Well..I did this. I have been on this board for wahile, not sure what I have been doing really. I have been trackign my weight seems like forever. Watching it go up and down, up and down and up and up and up. I recently looked at myself, really looked at myself honestly and when your over 50 and somebody says oh look at you, when are you due...well...sure your mortified...not sure how to answer that...I said oh gosh...my baby is 35. the poor woman didnt know what to say...she said oh my goodness...you dont look older than 35 yoruself. i said thank you...she quickly walked away with her cart. i walked away feeling liek that was the ahhh moment i needed, the kick in the butt so to speak. I have tired weight watchers, paid the monthly meetings in advance, never went. Didnt want to go when I gained, so I waited another week but I always felt bad so ate and gained more so never ended up going back. Hence here I am. I am here for me, and me alone. I am going one day at a time. I am focused and will do this. Supporters welcome.

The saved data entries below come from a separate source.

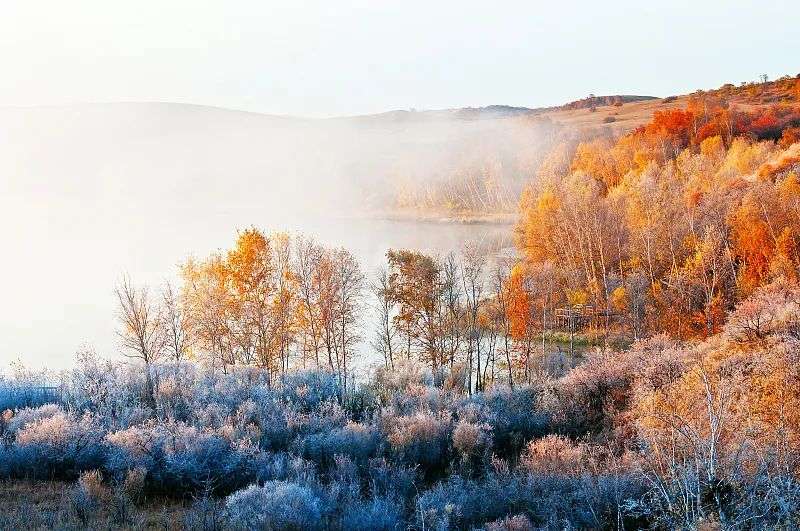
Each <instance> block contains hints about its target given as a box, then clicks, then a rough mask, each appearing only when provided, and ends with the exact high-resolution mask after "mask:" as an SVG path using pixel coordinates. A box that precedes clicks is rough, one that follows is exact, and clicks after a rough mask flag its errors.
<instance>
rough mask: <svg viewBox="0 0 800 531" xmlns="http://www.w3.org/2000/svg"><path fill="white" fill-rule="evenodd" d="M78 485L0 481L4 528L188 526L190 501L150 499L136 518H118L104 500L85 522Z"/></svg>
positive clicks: (138, 511) (17, 528) (174, 527)
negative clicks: (158, 499) (121, 519)
mask: <svg viewBox="0 0 800 531" xmlns="http://www.w3.org/2000/svg"><path fill="white" fill-rule="evenodd" d="M73 488H74V484H70V483H63V482H51V481H27V480H16V481H0V500H2V511H0V529H26V530H33V529H37V530H38V529H97V530H99V529H130V530H134V529H135V530H139V529H176V530H177V529H184V528H185V526H184V517H185V515H186V512H187V508H188V504H184V503H180V502H175V501H171V500H150V501H144V502H143V503H141V504H139V505H137V506H136V507H135V510H134V513H133V517H132V518H131V520H132V521H130V522H124V523H120V522H117V521H115V520H116V519H115V517H114V514H113V508H112V506H111V504H110V503H102V504H101V506H100V508H99V509H98V511H97V512H96V513H95V514H93V515H92V517H91V518H90V519H89V520H88V521H87V522H86V523H85V524H84V523H82V522H81V521H80V519H79V518H78V517H77V516H76V515H75V511H74V510H73V507H72V500H71V493H72V490H73Z"/></svg>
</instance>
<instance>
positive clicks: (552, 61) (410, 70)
mask: <svg viewBox="0 0 800 531" xmlns="http://www.w3.org/2000/svg"><path fill="white" fill-rule="evenodd" d="M1 9H2V11H1V12H0V65H1V66H0V68H2V83H0V105H2V106H18V105H43V104H65V103H75V102H95V101H103V102H106V101H171V102H182V103H197V104H204V105H215V106H221V107H229V108H236V109H245V110H252V111H259V112H266V113H276V114H292V115H305V116H333V115H343V114H360V113H372V112H380V111H385V110H389V109H405V108H419V109H429V108H445V107H459V106H481V105H489V104H509V105H522V106H530V107H535V106H543V105H555V104H559V103H563V102H566V101H570V100H574V99H576V98H580V97H584V96H586V95H587V94H589V93H595V94H617V93H634V94H647V95H658V96H666V95H670V94H673V93H685V92H687V91H691V90H694V89H697V88H713V87H717V86H719V85H721V84H722V83H725V82H728V81H730V82H734V83H738V82H740V81H744V80H754V79H756V78H757V76H758V75H759V74H762V73H767V74H768V75H770V77H771V78H772V77H777V76H780V75H783V74H792V75H795V74H797V73H798V72H800V62H799V61H798V57H800V55H799V53H800V29H798V24H799V23H800V2H797V1H792V0H785V1H768V0H767V1H763V0H762V1H735V0H728V1H719V0H714V1H704V0H692V1H683V0H680V1H673V0H670V1H667V2H652V1H645V0H637V1H635V2H629V1H618V2H598V1H589V2H586V1H561V2H537V1H535V0H527V1H520V2H512V1H493V2H489V1H483V2H472V1H467V0H460V1H432V0H424V1H418V0H403V1H397V2H394V1H392V2H385V1H376V0H373V1H353V0H337V1H330V0H326V1H302V0H301V1H298V0H293V1H270V0H258V1H218V2H211V1H203V0H170V1H164V0H137V1H135V2H117V1H108V0H71V1H64V0H7V1H5V2H3V4H2V8H1Z"/></svg>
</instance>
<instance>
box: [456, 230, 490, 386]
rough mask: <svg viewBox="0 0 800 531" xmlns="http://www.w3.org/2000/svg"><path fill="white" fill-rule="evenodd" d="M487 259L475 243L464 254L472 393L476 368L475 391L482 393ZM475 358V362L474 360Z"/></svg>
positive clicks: (467, 353) (462, 271) (474, 360)
mask: <svg viewBox="0 0 800 531" xmlns="http://www.w3.org/2000/svg"><path fill="white" fill-rule="evenodd" d="M485 266H486V257H485V256H484V255H483V253H482V252H481V250H480V249H479V248H478V246H477V245H476V244H474V243H472V244H468V245H467V246H466V247H465V248H464V251H463V253H462V261H461V282H462V284H463V287H464V300H465V301H466V304H467V329H468V336H467V366H468V376H469V379H470V382H469V384H468V386H467V387H468V390H469V392H470V393H471V392H472V371H473V363H475V362H476V363H477V365H476V366H475V367H474V369H475V370H476V375H475V390H476V391H480V389H481V385H480V379H481V327H480V323H479V316H480V309H481V303H482V302H483V280H484V279H483V272H484V268H485ZM473 357H474V360H473Z"/></svg>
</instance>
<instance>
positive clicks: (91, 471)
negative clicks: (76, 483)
mask: <svg viewBox="0 0 800 531" xmlns="http://www.w3.org/2000/svg"><path fill="white" fill-rule="evenodd" d="M108 497H109V491H108V487H106V486H105V485H103V477H102V475H101V474H100V472H99V471H98V470H92V471H89V472H84V473H83V474H81V477H80V479H79V480H78V483H77V484H76V485H75V486H74V487H73V488H72V490H71V492H70V493H69V509H70V512H71V513H72V514H73V515H74V516H75V517H76V518H77V519H78V521H80V523H81V524H82V525H84V526H85V525H86V524H87V523H88V522H89V520H90V519H91V518H92V517H93V516H94V515H95V514H97V512H98V511H99V510H100V507H101V506H102V504H103V503H104V502H105V501H106V500H107V499H108Z"/></svg>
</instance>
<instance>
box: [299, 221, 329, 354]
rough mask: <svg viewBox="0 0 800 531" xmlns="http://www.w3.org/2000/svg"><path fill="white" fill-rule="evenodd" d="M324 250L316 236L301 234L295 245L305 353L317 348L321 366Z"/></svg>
mask: <svg viewBox="0 0 800 531" xmlns="http://www.w3.org/2000/svg"><path fill="white" fill-rule="evenodd" d="M322 255H323V250H322V248H321V247H320V246H319V245H317V244H316V242H314V240H312V239H309V238H305V237H302V236H301V237H298V238H297V243H296V245H295V256H294V272H295V275H297V283H298V291H299V298H300V320H301V324H300V329H301V333H302V337H303V350H304V353H310V352H313V354H314V362H315V363H316V365H317V366H319V353H320V349H321V348H322V322H321V321H322V316H321V311H320V298H321V277H320V271H319V269H320V263H321V261H322Z"/></svg>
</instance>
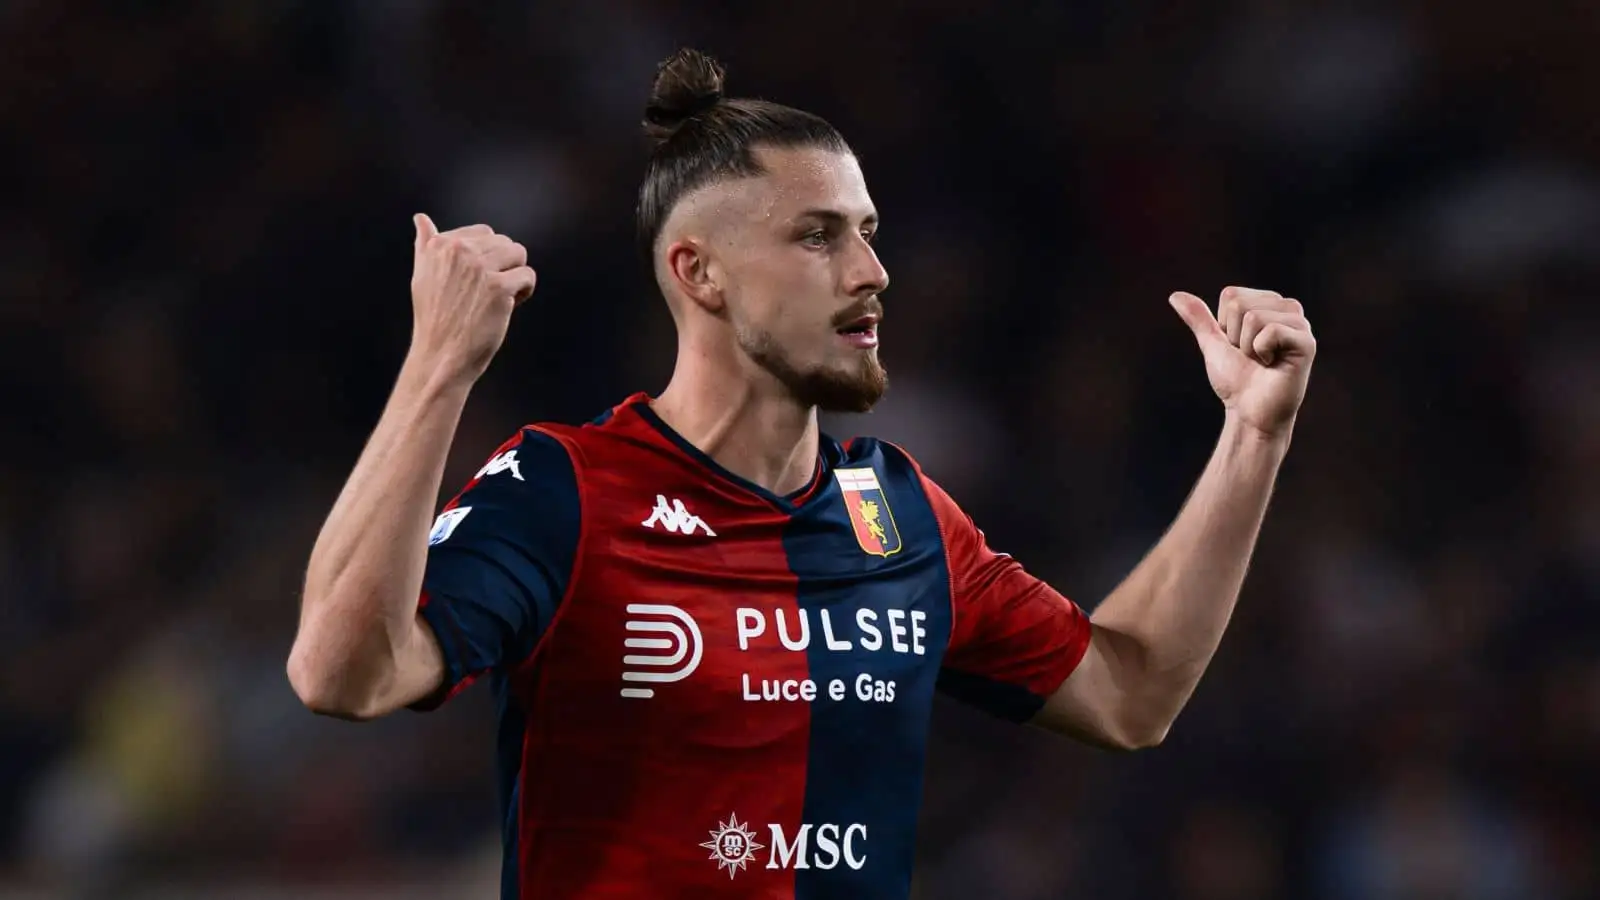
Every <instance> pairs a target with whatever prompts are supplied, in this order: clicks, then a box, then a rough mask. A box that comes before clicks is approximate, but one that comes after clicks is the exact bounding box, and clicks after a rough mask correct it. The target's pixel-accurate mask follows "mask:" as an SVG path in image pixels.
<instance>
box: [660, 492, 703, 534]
mask: <svg viewBox="0 0 1600 900" xmlns="http://www.w3.org/2000/svg"><path fill="white" fill-rule="evenodd" d="M642 524H643V525H645V527H646V528H654V527H656V525H661V527H662V528H666V530H669V532H672V533H675V535H693V533H694V532H706V536H709V538H715V536H717V532H712V530H710V525H707V524H706V520H704V519H701V517H699V516H696V514H693V512H690V511H688V508H686V506H683V501H682V500H674V501H672V504H667V498H666V496H664V495H659V493H658V495H656V508H654V509H653V511H651V512H650V519H645V520H643V522H642Z"/></svg>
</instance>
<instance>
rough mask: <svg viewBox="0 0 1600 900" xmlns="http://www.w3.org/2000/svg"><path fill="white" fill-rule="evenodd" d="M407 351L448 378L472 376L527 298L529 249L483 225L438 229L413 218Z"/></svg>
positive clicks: (528, 275)
mask: <svg viewBox="0 0 1600 900" xmlns="http://www.w3.org/2000/svg"><path fill="white" fill-rule="evenodd" d="M411 221H413V223H414V224H416V256H414V259H413V263H411V311H413V325H411V352H413V356H418V357H421V359H422V360H426V362H427V364H429V365H435V367H442V368H445V370H446V373H448V375H451V376H464V378H474V380H475V378H478V376H480V375H483V372H485V370H486V368H488V365H490V360H491V359H494V352H496V351H498V349H499V346H501V343H502V341H504V340H506V328H507V327H510V314H512V311H514V309H515V307H517V304H518V303H522V301H525V299H528V296H530V295H531V293H533V285H534V274H533V269H530V267H528V250H526V248H525V247H523V245H520V243H517V242H515V240H512V239H509V237H506V235H504V234H494V229H491V227H490V226H483V224H475V226H466V227H458V229H453V231H446V232H440V231H438V229H437V227H434V219H430V218H427V216H426V215H422V213H418V215H416V216H413V219H411Z"/></svg>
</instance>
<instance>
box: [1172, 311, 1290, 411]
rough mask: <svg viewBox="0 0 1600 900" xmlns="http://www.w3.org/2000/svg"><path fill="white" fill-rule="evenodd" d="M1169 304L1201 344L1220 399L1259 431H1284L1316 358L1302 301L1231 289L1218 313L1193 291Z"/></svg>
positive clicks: (1212, 382) (1211, 377)
mask: <svg viewBox="0 0 1600 900" xmlns="http://www.w3.org/2000/svg"><path fill="white" fill-rule="evenodd" d="M1170 303H1171V304H1173V309H1176V311H1178V314H1179V315H1181V317H1182V319H1184V322H1186V323H1187V325H1189V330H1190V331H1194V335H1195V341H1198V343H1200V352H1202V354H1203V356H1205V370H1206V376H1208V378H1210V380H1211V389H1213V391H1216V396H1218V397H1221V399H1222V404H1224V405H1226V407H1227V408H1229V410H1230V412H1232V413H1235V415H1237V416H1238V420H1240V421H1242V423H1245V424H1248V426H1251V428H1254V429H1256V431H1259V432H1261V434H1264V436H1269V437H1280V436H1286V434H1288V432H1290V431H1291V429H1293V428H1294V415H1296V413H1298V412H1299V405H1301V402H1302V400H1304V399H1306V383H1307V380H1309V378H1310V365H1312V360H1315V359H1317V338H1314V336H1312V333H1310V322H1307V320H1306V309H1304V307H1302V306H1301V304H1299V301H1298V299H1293V298H1286V296H1283V295H1280V293H1277V291H1269V290H1251V288H1238V287H1230V288H1227V290H1224V291H1222V296H1221V298H1219V301H1218V306H1216V315H1211V311H1210V309H1208V307H1206V304H1205V301H1203V299H1200V298H1198V296H1195V295H1192V293H1182V291H1179V293H1174V295H1173V296H1171V299H1170Z"/></svg>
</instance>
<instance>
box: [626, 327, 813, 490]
mask: <svg viewBox="0 0 1600 900" xmlns="http://www.w3.org/2000/svg"><path fill="white" fill-rule="evenodd" d="M750 368H754V367H750ZM651 408H654V410H656V415H658V416H661V420H662V421H666V423H667V424H669V426H670V428H672V431H675V432H678V434H680V436H682V437H683V439H685V440H688V442H690V444H693V445H694V447H696V448H698V450H699V452H701V453H706V455H707V456H710V458H712V460H715V461H717V464H718V466H722V468H725V469H728V471H730V472H733V474H736V476H739V477H742V479H746V480H749V482H754V484H757V485H760V487H763V488H766V490H770V492H773V493H776V495H779V496H782V495H789V493H794V492H797V490H802V488H803V487H805V485H808V484H811V477H813V476H814V474H816V455H818V442H819V437H818V424H816V408H813V407H806V405H802V404H798V402H797V400H795V399H794V397H792V396H789V392H787V391H786V389H784V388H782V384H779V383H778V381H776V380H774V378H771V376H770V375H768V373H765V372H758V373H752V372H750V370H749V368H746V367H741V365H738V364H736V362H726V364H723V365H717V364H715V362H714V357H712V356H709V354H698V352H690V348H683V346H680V348H678V362H677V365H675V367H674V370H672V381H669V383H667V386H666V389H662V391H661V396H659V397H656V399H654V402H653V404H651Z"/></svg>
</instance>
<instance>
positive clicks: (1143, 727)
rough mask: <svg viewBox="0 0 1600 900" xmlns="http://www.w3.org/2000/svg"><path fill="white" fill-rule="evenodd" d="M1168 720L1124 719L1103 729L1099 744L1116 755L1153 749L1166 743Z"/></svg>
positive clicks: (1143, 718)
mask: <svg viewBox="0 0 1600 900" xmlns="http://www.w3.org/2000/svg"><path fill="white" fill-rule="evenodd" d="M1171 729H1173V722H1171V721H1170V719H1152V717H1142V716H1141V717H1126V719H1123V721H1118V722H1115V725H1114V727H1107V729H1104V733H1102V735H1101V738H1102V740H1101V743H1102V745H1104V746H1106V748H1107V749H1112V751H1117V753H1134V751H1139V749H1155V748H1158V746H1162V743H1165V741H1166V733H1168V732H1171Z"/></svg>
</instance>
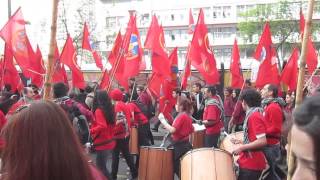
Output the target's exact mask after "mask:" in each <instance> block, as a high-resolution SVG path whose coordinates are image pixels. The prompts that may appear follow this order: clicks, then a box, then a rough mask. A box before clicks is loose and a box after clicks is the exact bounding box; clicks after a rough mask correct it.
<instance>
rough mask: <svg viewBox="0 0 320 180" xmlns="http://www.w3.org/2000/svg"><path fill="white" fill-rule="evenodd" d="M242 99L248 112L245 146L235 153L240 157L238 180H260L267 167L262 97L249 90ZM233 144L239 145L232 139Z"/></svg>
mask: <svg viewBox="0 0 320 180" xmlns="http://www.w3.org/2000/svg"><path fill="white" fill-rule="evenodd" d="M241 98H242V106H243V109H245V110H246V117H245V120H244V124H243V129H244V137H243V145H241V146H239V147H238V148H237V149H236V150H235V151H234V152H233V153H234V154H239V155H240V157H239V159H238V164H239V167H240V171H239V176H238V180H258V179H259V178H260V176H261V173H262V171H263V170H264V169H265V167H266V161H265V156H264V153H263V151H262V150H261V148H263V147H264V146H266V145H267V139H266V126H265V123H264V121H263V116H262V111H263V110H262V108H261V107H260V104H261V96H260V94H259V92H258V91H256V90H254V89H248V90H245V91H244V92H243V93H242V95H241ZM232 142H233V143H238V142H237V140H235V139H232ZM259 149H260V150H259Z"/></svg>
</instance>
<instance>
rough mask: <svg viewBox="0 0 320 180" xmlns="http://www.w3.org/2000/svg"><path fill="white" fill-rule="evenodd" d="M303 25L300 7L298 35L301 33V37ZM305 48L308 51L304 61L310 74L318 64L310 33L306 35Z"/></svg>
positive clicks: (315, 53) (304, 25)
mask: <svg viewBox="0 0 320 180" xmlns="http://www.w3.org/2000/svg"><path fill="white" fill-rule="evenodd" d="M304 26H305V20H304V16H303V13H302V9H300V35H301V39H302V38H303V32H304ZM307 50H308V52H307V55H306V63H307V67H308V72H309V74H312V73H313V72H314V70H315V69H316V68H317V65H318V58H317V57H318V55H317V51H316V49H315V48H314V45H313V43H312V39H311V35H310V36H309V37H308V42H307Z"/></svg>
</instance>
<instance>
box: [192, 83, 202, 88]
mask: <svg viewBox="0 0 320 180" xmlns="http://www.w3.org/2000/svg"><path fill="white" fill-rule="evenodd" d="M194 85H195V86H197V87H198V88H199V89H201V88H202V85H201V83H194Z"/></svg>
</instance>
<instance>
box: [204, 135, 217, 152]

I am 5"3 and currently weight 205. Not a pretty site let me tell you.
I am tired of hearing but you look so young, the pretty face thing gets old too. People dont understnad things like that dont make an overweight person feel better. It actually makes us feel worse. lol.
I love quilting, reading, country craft ideas, very lucky to be able to wrok at home as a wife to a wonderful supportive husband, who makes my life a blessing every day.
I hope everyone has a great day on their journey to health and their weight loss goals.